Action Checklist for Finance Teams

Use this before your Q2 2026 audit committee briefing:

  1. Confirm ASU 2025-09 adoption plan. Effective for calendar-year PBEs January 1, 2027. Decide whether to early adopt and whether to modify existing hedging relationships under the permitted transition relief.
  2. Review the Topic 815 hedging ED. Assess whether to submit a comment letter. Understand how the ED supplements, rather than replaces, ASU 2025-09.
  3. Assess ASU 2026-01 impact. Effective for all entities for annual periods beginning after December 15, 2026. If your entity issues PIK dividends on equity-classified preferred stock, update your measurement approach and EPS disclosures.
  4. Begin ASU 2026-02 readiness assessment. PBEs have until January 1, 2028, but early adoption is permitted. If your entity holds carbon credits or environmental credit obligations, see What Is FASB Topic 818 and Who Does It Apply To?.
  5. Flag the indexation project (ASC 815-40). If your entity has warrants, convertible notes, or equity-linked instruments, assign someone to track the June 3 tentative decisions and monitor for an exposure draft.
  6. Track the financial KPIs project. No ED yet, but the June 24 board discussion confirms this project is active. Start an internal inventory of KPIs you currently disclose outside GAAP financial statements.
  7. Review LIBOR references in hedge documentation. The June 24 codification cleanup project will eventually produce an ASU. Identify any documentation or system configurations that reference specific Codification paragraphs containing LIBOR language.
  8. Monitor the EITF mortgage servicing rights consensus. If your entity holds MSRs, track the EITF project page for the final consensus and its effective date.
  9. Prepare for ASU 2024-03 (expense disaggregation) implementation. The May 27 public roundtable signals implementation questions are real. Effective for calendar-year PBEs January 1, 2027.
  10. Set up a FASB monitoring workflow. The fastest way to track board activity: bookmark the FASB past meetings page, subscribe to EY AccountingLink weekly updates, and check IAS Plus for joint FASB/IASB meeting notes.

FAQ

Were any new ASUs finalized in June 2026? No. As of July 1, 2026, only two ASUs have been issued in 2026: ASU 2026-01 (April) and ASU 2026-02 (May). All June 2026 board activity was deliberative, producing tentative decisions rather than final standards.

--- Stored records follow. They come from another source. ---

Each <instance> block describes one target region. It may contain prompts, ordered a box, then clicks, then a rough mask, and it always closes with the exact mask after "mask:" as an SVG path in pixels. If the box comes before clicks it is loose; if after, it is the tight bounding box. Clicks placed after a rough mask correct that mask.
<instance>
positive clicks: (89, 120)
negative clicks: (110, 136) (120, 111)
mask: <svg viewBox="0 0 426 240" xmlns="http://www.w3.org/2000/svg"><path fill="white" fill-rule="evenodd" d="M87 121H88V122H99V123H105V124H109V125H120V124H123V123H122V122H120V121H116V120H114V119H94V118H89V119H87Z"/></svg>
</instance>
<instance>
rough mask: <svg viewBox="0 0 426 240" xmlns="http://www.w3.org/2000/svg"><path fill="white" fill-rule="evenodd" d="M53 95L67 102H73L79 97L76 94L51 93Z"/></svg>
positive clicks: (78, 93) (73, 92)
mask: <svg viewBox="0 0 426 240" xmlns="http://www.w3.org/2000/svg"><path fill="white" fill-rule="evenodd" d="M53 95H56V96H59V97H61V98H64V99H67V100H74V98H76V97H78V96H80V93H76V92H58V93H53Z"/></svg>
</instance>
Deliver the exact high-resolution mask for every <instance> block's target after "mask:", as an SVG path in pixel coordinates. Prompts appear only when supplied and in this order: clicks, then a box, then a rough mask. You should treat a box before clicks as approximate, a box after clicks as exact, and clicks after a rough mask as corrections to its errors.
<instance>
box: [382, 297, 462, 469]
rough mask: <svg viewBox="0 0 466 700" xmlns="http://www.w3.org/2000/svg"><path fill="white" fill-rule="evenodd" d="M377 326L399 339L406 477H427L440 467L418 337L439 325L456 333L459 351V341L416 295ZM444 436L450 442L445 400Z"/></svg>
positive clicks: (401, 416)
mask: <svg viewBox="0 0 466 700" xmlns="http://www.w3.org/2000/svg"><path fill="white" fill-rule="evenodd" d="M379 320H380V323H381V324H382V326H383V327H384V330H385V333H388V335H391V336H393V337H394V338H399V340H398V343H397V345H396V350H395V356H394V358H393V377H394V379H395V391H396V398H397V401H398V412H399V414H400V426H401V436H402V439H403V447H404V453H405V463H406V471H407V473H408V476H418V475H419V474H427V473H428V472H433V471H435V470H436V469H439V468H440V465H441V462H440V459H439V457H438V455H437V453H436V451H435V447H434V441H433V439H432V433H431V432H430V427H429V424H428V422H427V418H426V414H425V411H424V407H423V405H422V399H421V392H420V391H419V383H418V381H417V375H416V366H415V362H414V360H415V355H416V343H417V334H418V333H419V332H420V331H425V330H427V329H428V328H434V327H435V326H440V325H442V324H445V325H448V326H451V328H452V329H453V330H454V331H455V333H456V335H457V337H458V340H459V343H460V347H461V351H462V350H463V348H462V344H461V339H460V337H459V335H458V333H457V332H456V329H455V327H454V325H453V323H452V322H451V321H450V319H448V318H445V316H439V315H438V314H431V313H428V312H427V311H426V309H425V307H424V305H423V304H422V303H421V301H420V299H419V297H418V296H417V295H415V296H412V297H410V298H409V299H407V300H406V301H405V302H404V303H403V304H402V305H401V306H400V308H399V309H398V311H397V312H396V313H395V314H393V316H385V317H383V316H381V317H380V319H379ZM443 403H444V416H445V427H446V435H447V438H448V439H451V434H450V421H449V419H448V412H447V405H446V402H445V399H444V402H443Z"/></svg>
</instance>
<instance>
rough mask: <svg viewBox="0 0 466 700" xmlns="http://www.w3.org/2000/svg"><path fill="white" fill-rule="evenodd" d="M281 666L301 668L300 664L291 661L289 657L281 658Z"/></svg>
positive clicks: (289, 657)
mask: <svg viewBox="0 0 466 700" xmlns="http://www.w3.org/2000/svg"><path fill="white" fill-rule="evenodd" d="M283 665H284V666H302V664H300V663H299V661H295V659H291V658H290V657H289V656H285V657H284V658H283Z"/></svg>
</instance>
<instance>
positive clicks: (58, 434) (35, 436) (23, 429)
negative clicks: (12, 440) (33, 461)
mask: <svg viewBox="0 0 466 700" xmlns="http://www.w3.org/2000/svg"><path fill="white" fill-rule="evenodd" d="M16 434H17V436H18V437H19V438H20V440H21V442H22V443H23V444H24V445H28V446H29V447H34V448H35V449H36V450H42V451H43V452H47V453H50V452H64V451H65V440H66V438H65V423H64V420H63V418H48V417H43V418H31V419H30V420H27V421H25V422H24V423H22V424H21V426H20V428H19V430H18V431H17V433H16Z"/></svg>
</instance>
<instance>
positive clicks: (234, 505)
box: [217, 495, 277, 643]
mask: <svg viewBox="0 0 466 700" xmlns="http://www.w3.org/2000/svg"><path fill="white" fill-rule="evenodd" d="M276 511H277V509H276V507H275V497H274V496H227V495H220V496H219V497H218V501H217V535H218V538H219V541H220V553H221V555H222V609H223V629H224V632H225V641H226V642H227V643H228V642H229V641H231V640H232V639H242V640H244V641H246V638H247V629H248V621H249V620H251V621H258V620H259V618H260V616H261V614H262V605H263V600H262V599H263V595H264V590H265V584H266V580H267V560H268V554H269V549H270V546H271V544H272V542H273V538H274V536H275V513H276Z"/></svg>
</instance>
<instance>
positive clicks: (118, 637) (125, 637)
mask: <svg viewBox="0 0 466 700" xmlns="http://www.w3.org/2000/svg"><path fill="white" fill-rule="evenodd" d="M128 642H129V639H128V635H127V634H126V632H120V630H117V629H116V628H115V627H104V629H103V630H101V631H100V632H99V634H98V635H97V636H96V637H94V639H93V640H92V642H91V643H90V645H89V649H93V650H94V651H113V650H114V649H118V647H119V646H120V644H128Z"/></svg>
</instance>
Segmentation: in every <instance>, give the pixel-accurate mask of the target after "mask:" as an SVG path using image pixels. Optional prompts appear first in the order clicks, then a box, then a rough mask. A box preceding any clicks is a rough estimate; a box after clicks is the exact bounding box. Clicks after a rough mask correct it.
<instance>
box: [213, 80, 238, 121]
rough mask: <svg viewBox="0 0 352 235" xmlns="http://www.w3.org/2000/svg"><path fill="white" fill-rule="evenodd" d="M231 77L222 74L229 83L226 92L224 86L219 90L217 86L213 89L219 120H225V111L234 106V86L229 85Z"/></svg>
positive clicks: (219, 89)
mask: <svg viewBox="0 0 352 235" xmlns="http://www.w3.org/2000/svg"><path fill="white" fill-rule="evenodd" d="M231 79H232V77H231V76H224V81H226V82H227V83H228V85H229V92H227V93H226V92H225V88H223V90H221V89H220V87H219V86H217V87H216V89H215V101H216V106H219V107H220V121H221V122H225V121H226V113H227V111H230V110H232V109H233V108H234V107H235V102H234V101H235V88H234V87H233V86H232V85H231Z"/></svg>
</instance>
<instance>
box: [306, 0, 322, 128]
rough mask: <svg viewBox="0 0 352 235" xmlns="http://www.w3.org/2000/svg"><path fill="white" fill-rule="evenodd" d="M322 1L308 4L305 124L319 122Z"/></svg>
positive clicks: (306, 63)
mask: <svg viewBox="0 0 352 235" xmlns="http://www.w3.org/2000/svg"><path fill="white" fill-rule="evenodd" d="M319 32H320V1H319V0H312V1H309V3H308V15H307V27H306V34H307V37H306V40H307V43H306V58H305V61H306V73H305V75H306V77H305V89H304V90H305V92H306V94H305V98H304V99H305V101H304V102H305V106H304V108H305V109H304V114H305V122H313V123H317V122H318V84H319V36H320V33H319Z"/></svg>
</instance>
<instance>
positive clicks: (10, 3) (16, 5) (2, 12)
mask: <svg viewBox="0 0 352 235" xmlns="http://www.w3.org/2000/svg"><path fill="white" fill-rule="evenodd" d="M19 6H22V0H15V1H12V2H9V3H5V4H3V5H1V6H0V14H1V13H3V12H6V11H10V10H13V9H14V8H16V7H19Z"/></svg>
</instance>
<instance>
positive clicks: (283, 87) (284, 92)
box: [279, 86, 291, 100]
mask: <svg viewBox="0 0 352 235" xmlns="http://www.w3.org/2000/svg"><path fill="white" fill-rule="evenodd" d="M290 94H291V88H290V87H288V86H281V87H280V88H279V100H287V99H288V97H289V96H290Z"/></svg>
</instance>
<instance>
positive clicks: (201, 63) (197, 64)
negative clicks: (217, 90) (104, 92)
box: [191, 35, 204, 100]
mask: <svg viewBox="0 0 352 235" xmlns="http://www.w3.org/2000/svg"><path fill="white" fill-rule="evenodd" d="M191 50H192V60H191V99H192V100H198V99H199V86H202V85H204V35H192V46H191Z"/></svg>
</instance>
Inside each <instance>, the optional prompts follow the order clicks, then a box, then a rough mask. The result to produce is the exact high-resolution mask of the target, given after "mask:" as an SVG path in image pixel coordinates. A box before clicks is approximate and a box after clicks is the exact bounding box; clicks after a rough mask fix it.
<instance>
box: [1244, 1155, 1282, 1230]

What is the difference between a tentative decision and a final ASU? A tentative decision reflects the board's current thinking at a specific meeting. It is documented on fasb.org but is not authoritative GAAP and can change during redeliberation or in response to comment letters. A final ASU amends the Codification and becomes part of authoritative GAAP upon issuance.

What is the FASB financial KPIs project and will it affect our MD&A? The project is examining whether GAAP should require or permit disclosure of non-GAAP financial measures and other KPIs in the financial statements or notes. If the FASB ultimately requires such disclosures, it could affect MD&A drafting, earnings release formats, and auditor attestation scope. No ED has been issued yet; the June 24 board discussion advanced the project but did not finalize scope.

Is the June 2026 hedging ED a replacement for ASU 2025-09? No. The June 2026 ED on Topic 815 addresses targeted improvements to interest rate risk hedging and net investment hedging, building on ASU 2025-09 rather than superseding it. Entities implementing ASU 2025-09 (effective for calendar-year PBEs January 1, 2027) should continue their implementation work.

What did the FASB and IASB discuss at their June 5 joint education meeting? The meeting covered financial instruments topics and was non-decision-making. It signals active convergence dialogue on financial instruments, relevant for dual reporters. The IASB's concurrent work on amortised cost measurement and financial instruments with characteristics of equity (FICE) is the primary area of potential GAAP/IFRS divergence to watch.

How do I track FASB board meeting outcomes in real time? Bookmark the FASB past meetings page, which posts handouts and tentative decisions within days of each meeting. EY AccountingLink's weekly US Week in Review and IAS Plus meeting notes are the most reliable secondary sources for synthesis and context.